Desde esta perspectiva, podemos declarar lo siguiente:

— Si el psicoanálisis se opone por principio a todo tipo de violencia es en la misma medida en que manifiesta el respeto más radical por la palabra del otro. La violencia como forma coercitiva de ejercicio de un poder será siempre un signo de la impotencia para sostener una palabra verdadera. En el caso de la violencia ejercida contra las mujeres —ya sea por los hombres, por las instituciones, por los Estados o por otras mujeres—, esta impotencia es correlativa de la imposibilidad de escuchar la palabra del sujeto femenino, pero también de escuchar lo femenino que hay en cada sujeto. En este sentido se hace absolutamente necesario crear, apoyar y desarrollar los espacios donde esta palabra pueda ser articulada, escuchada e interpretada, ya sea desde el espacio más íntimo y familiar, como desde el más público de cada realidad social.

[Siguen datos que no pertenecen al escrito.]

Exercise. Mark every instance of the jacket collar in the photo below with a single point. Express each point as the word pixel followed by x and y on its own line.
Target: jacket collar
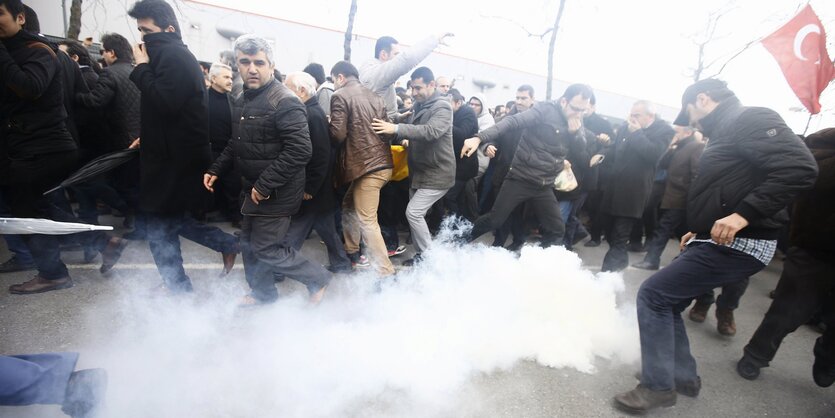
pixel 714 119
pixel 250 94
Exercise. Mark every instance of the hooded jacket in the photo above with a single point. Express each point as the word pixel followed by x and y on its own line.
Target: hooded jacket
pixel 32 113
pixel 753 165
pixel 543 146
pixel 429 131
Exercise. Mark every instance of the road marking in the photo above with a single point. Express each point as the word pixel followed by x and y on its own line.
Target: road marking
pixel 150 266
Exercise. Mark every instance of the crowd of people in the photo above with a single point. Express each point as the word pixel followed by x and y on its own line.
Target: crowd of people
pixel 281 155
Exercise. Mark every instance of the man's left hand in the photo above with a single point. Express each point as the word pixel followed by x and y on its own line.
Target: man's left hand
pixel 382 127
pixel 257 197
pixel 724 230
pixel 140 55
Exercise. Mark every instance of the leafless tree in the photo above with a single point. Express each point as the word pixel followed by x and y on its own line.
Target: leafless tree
pixel 350 30
pixel 75 19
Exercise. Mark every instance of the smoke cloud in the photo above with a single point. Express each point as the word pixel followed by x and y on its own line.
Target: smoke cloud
pixel 404 346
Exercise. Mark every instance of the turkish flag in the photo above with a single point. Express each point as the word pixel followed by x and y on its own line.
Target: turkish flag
pixel 800 49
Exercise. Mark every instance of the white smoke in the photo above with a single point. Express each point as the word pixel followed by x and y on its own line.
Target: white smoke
pixel 414 340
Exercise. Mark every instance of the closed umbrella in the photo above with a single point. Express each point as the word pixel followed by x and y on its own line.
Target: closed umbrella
pixel 9 226
pixel 97 167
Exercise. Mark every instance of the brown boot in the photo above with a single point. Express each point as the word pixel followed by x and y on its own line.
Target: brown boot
pixel 39 285
pixel 642 399
pixel 725 322
pixel 111 253
pixel 698 313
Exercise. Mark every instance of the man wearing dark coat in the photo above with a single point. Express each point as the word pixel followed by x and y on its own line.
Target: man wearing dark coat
pixel 174 150
pixel 736 208
pixel 319 205
pixel 631 161
pixel 37 150
pixel 270 147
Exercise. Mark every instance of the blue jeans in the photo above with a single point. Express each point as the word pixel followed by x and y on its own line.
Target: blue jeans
pixel 665 349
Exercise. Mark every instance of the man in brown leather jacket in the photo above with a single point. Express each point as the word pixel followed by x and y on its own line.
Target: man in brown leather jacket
pixel 364 161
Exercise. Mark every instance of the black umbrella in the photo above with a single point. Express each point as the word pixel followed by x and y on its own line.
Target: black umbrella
pixel 97 167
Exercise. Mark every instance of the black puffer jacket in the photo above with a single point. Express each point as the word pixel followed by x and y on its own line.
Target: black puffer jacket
pixel 813 221
pixel 543 146
pixel 32 113
pixel 119 98
pixel 630 161
pixel 753 165
pixel 270 147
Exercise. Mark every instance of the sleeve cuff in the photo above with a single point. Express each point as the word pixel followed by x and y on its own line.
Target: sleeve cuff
pixel 748 212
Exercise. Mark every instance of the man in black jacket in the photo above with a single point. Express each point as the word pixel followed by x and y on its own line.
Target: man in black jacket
pixel 735 210
pixel 807 283
pixel 631 161
pixel 174 150
pixel 270 147
pixel 36 149
pixel 319 205
pixel 549 130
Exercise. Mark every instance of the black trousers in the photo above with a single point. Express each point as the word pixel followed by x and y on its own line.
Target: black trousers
pixel 806 285
pixel 265 253
pixel 670 221
pixel 540 199
pixel 325 227
pixel 617 258
pixel 164 239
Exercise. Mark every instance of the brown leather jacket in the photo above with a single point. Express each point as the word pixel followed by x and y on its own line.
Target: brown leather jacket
pixel 353 107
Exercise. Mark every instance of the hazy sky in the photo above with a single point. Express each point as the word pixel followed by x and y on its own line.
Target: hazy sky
pixel 640 48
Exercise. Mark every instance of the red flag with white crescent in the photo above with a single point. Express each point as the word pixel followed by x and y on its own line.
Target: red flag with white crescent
pixel 800 49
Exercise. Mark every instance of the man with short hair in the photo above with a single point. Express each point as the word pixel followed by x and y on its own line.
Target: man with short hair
pixel 175 149
pixel 427 134
pixel 444 84
pixel 631 160
pixel 550 129
pixel 37 151
pixel 228 189
pixel 364 162
pixel 270 150
pixel 390 63
pixel 319 205
pixel 734 229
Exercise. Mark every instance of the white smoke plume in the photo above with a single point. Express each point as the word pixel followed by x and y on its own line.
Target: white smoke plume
pixel 412 341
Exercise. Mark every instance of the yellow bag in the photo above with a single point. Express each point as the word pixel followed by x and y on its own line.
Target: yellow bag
pixel 401 165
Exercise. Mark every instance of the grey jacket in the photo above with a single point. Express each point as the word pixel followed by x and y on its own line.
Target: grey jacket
pixel 379 76
pixel 431 156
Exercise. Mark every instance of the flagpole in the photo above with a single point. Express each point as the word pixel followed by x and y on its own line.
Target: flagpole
pixel 807 124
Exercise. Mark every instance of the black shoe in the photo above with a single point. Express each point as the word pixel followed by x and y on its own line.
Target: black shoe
pixel 417 259
pixel 747 368
pixel 135 235
pixel 642 399
pixel 579 237
pixel 823 370
pixel 85 392
pixel 636 247
pixel 13 264
pixel 645 265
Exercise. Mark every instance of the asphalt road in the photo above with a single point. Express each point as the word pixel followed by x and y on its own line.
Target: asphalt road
pixel 60 321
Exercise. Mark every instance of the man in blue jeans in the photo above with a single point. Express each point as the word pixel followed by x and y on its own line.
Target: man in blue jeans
pixel 735 210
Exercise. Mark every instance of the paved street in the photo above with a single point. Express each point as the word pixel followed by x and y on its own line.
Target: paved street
pixel 90 314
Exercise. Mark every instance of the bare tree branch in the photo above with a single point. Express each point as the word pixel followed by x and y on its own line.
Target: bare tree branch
pixel 349 32
pixel 550 82
pixel 520 26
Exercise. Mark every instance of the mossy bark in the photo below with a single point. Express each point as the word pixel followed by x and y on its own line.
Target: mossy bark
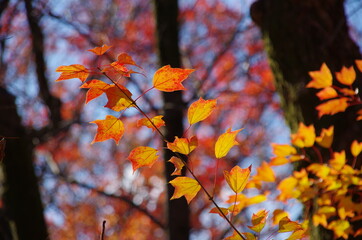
pixel 299 36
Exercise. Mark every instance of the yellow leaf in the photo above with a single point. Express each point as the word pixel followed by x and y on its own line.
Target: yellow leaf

— Sólo desde el respeto más radical por la diferencia, especialmente en el registro de la diferencia sexual en cada cultura, podrá tener valor y efecto una igualdad en el registro de la realidad social y de los derechos que definen al sujeto social. En esta perspectiva, a la reivindicación de igualdad en el registro de los derechos sociales hay que agregar la reivindicación y el tratamiento de la diferencia en el registro de las identidades sexuales. El acto de violencia calificado como «machista» se revela finalmente como un acto que pretende borrar, abolir, la diferencia que la feminidad encarna y reintroduce en cada vínculo de la realidad social.